Published 4:33 pm Tuesday, November 4, 2008

A handful of teenagers sitting in a classroom at Shelby County’s juvenile detention center held their heads in their hands and looked on, uninspired, as instructor Bruce Andrews pulled out sheets of paper and chalk.

Andrews said it didn’t take long though for the creative juices to flow.

“Within the first 15 minutes of picking up the chalk, they became convinced they could do this,” said instructor Bruce Andrews. “Then they had pastels smeared all over their face and were really into it.”

Rows of artwork now grace the walls of the center. This new décor was all made possible through the Take Back Our Kids program brought to life by the Shelby County Arts Council.

Terri Sullivan, president of the arts council board of directors, said the objective of the program is to bring about a change in the students’ lives.

“It’s to help the students find a positive way to express their emotions, to realize that they have some creative talents and to give them some hope and excitement about something positive,” Sullivan said.

Classes began in September and now meet one day a week. Andrews taught the students basic concepts about drawing and painting early on. Just a few weeks ago, Flo Peters took over to teach the students photography. She said she’s seen the students mature.

“The thing I began to see among the group was that they were helping each other,” Peters said. “In this type of environment you have to be able to take constructive criticism. So, I’m seeing the things they are accepting now. Not only my constructive criticism to learn to do things better but criticism from each other.”

Andrews said his primary goal was to make sure every kid left the class with a finished piece. Now, there are piles of art pieces completed.

“I think our students really need opportunities to taste success, to find things they are good at and things they can be proud of,” said Mark Reed. “The students have responded well to the opportunity.”

It cost $15,000 to get the program off the ground.

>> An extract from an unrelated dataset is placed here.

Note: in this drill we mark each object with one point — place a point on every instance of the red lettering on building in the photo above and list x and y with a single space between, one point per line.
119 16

Cawaco Resource Conservation and Development Council Inc., along with the Alabama Cooperative Extension System, provided a $5,000 grant for partial funding of the art therapy program back in June. A portion of the program costs also come from funds provided by the Community Foundation of Birmingham for youth and senior outreach.

State Rep. Greg Canfield presented a check in the amount of $2,500 from the Shelby County Legislative Delegation last week to keep the program going.

“We all know that educating, reaching out to youth is very important especially when you have troubled youth,” Canfield said. “To find an outlet of creativity that sparks their interests and their enthusiasm and gives them something to focus on other than the problems they’re having that says a great deal.”

Sullivan said continuing costs include instructor fees and supplies. She said the council continuously submits grant proposals to keep the program going, but donations from the community are always welcomed.